Spanish Prime Minister Pedro Sanchez called a snap election on April 28 on Friday after the Catalan parties brought down the minority socialist government by voting down the budget earlier this week.
Here is everything you need to know about the snap vote.
“One cannot govern without a budget,” Sanchez said at a televised address on Friday.
“Between doing nothing and continuing without the budget and calling on Spaniards to have their say, I choose the second. Spain needs to keep advancing, progressing with tolerance,” he said.
The fallout with Catalonia after an independence bid in 2017 is still proving a burden to Spanish politics.
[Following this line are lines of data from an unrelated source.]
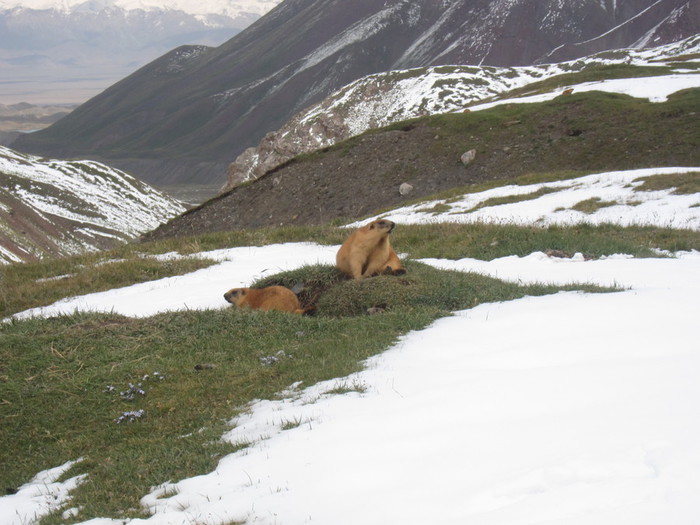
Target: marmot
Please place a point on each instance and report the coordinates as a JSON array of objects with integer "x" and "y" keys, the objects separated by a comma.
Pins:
[
  {"x": 368, "y": 251},
  {"x": 269, "y": 298}
]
This week and a day before the budget vote, 12 Catalan leaders went on trial in Spain’s Supreme Court for their role in the secessionist drive.
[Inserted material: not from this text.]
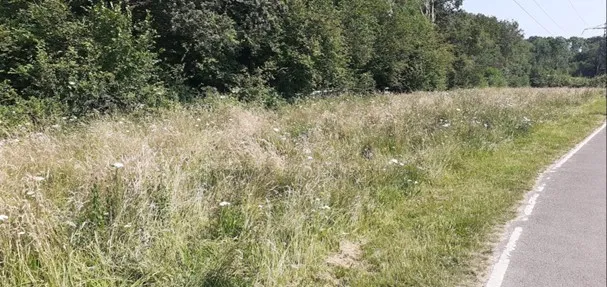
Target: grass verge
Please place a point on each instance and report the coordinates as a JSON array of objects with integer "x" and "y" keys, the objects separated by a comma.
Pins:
[{"x": 401, "y": 190}]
Sanchez has also faced pressure from the centre-right parties (Popular Party and Ciudadnaos) and far-right Vox party, who called on supporters to protest in Madrid last Sunday over the government’s handling of the Catalan crisis.
“The call for early elections after less than a year of the Sanchez government demonstrates once again what we already knew: the Catalan question is the main source of instability for Spanish politics,” Spanish sociologist and political scientist Jorge Galindo told Euronews.
The vote will be the country’s fourth general election in eight years.
Sanchez, 46, has been prime minister for only eight months and has governed with no electoral mandate and with only 84 deputies in the 350 seats in Congress. He decided not to call an early election after ousting conservative Prime Minister Mariano Rajoy in June.
Sanchez’s Socialist party is leading in opinion polls but they also show that no single party would win the necessary 176 votes to govern alone, according to the latest survey by the Center for Sociological Research of Spain (CIS).